Bia Nunes, que é graduada em gestão pública com pós-graduação em história da África e serviço social, afirmou que a juventude quilombola busca o seu lugar na universidade e a qualificação profissional, mas a questão da educação ainda enfrenta barreiras e por isso não avança.
“Nós temos algumas comunidades com escolas que funcionam dentro da comunidade que até são chamadas de escolas quilombolas, mas as práticas, as didáticas das escolas da rede curricular não são pedagogicamente quilombolas”, criticou.
A presidente, que é do Quilombo Maria Conga de Magé, na Baixada Fluminense, afirmou que a situação chegou a um ponto em que não se pode mais permitir a continuidade dessa situação, porque a luta pela conquista dos territórios onde vivem é muito grande.

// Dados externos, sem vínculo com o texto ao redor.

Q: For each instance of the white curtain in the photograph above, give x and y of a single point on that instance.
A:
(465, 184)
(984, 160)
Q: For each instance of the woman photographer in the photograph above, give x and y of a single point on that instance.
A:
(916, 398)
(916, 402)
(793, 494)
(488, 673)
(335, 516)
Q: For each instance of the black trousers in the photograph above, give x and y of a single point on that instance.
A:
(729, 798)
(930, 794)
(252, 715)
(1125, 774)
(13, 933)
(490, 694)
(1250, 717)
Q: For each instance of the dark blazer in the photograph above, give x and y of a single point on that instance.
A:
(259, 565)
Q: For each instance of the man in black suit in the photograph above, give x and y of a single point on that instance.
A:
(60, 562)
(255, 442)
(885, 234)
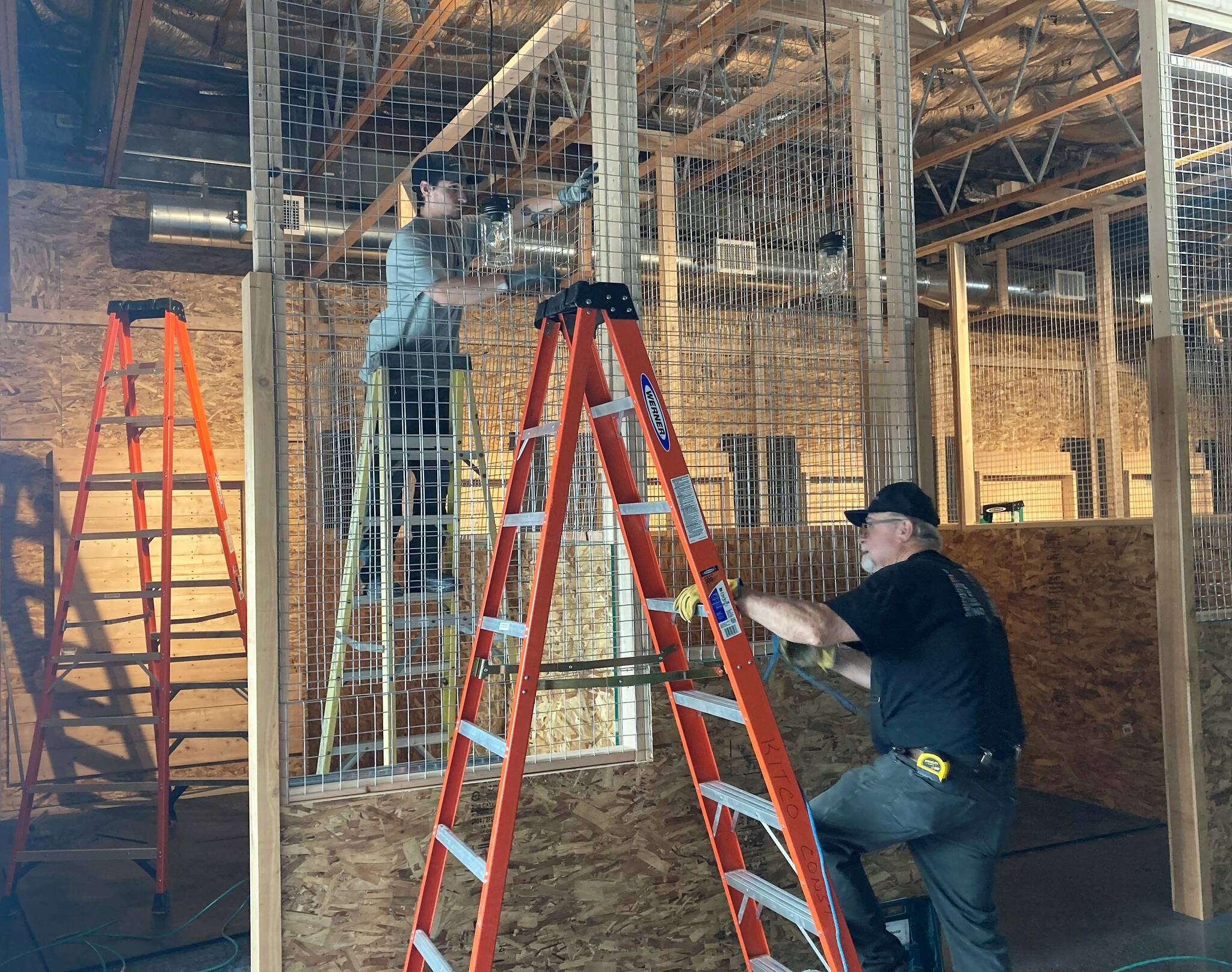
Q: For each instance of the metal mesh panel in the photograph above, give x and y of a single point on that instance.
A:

Um dos desafios, segundo ela, é que, apesar de existir uma legislação sobre reconhecimento e demarcação de terras, na realidade, isso não se aplica.
“No Brasil, oficialmente, somos 6 mil comunidades, oficialmente, porque ainda temos dificuldade de conseguir avançar na identificação. A política pública não caminha junto conforme está escrito na lei”, disse, durante a roda de conversa Vida Quilombola: Significado de lutas pela Liberdade e pela Terra no Festival Back2Black, que começou nesta quinta-feira no Armazém da Utopia, no Boulevard Olímpico, região portuária do Rio.

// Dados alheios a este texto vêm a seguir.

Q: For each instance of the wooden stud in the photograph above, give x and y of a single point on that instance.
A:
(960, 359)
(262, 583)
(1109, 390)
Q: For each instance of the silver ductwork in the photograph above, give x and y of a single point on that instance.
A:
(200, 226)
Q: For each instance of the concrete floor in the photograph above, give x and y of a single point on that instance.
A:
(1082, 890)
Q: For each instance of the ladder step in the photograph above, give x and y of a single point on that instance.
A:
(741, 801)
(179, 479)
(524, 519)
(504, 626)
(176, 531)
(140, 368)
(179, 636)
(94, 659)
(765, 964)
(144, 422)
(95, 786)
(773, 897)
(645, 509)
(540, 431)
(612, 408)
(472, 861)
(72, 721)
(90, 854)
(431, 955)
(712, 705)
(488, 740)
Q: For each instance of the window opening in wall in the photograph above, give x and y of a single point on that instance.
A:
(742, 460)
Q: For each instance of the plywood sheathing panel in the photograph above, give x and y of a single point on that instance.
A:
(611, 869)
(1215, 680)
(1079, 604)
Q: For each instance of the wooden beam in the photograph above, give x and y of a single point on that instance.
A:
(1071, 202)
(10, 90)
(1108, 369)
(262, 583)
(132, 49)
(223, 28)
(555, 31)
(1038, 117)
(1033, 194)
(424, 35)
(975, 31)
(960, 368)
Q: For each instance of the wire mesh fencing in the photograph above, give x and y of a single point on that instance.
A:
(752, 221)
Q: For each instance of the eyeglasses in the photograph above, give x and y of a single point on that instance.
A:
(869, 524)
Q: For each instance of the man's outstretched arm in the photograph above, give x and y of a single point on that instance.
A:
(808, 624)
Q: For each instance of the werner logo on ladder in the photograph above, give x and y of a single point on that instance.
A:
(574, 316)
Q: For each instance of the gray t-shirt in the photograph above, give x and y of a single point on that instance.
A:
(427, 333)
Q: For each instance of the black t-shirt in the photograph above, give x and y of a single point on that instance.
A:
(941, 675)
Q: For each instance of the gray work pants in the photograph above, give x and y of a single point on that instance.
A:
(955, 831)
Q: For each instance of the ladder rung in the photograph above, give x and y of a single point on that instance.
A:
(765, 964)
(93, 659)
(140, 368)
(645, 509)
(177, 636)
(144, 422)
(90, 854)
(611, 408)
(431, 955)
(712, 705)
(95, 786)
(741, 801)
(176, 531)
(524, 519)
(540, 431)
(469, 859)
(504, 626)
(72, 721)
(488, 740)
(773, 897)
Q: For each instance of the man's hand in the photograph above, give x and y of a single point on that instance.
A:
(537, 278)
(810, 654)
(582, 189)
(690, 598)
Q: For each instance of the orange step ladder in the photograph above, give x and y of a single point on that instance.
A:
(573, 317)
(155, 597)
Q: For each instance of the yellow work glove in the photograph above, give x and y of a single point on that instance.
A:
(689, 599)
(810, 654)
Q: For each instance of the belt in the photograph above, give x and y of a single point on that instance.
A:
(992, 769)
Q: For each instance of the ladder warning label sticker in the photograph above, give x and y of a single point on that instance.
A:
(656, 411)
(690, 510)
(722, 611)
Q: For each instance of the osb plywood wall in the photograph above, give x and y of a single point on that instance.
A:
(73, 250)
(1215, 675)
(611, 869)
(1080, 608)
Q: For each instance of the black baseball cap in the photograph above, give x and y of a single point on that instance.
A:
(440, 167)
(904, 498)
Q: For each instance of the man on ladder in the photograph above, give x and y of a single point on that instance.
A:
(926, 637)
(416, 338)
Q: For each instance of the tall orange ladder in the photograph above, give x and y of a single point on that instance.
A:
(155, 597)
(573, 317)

Segundo Bia Nunes, no Rio de Janeiro, das 53 comunidades quilombolas do estado, 48 são certificadas, mas apenas três têm a titulação das terras. “A dificuldade da população quilombola ainda é muito grande. A nossa defesa do território e de tudo que é relacionado a nossa cultura e tradição ainda é dentro de um contexto de muita luta. Ainda temos muita liderança quilombola com arma na cabeça”, disse ela, ao se referir à falta de segurança nessas comunidades.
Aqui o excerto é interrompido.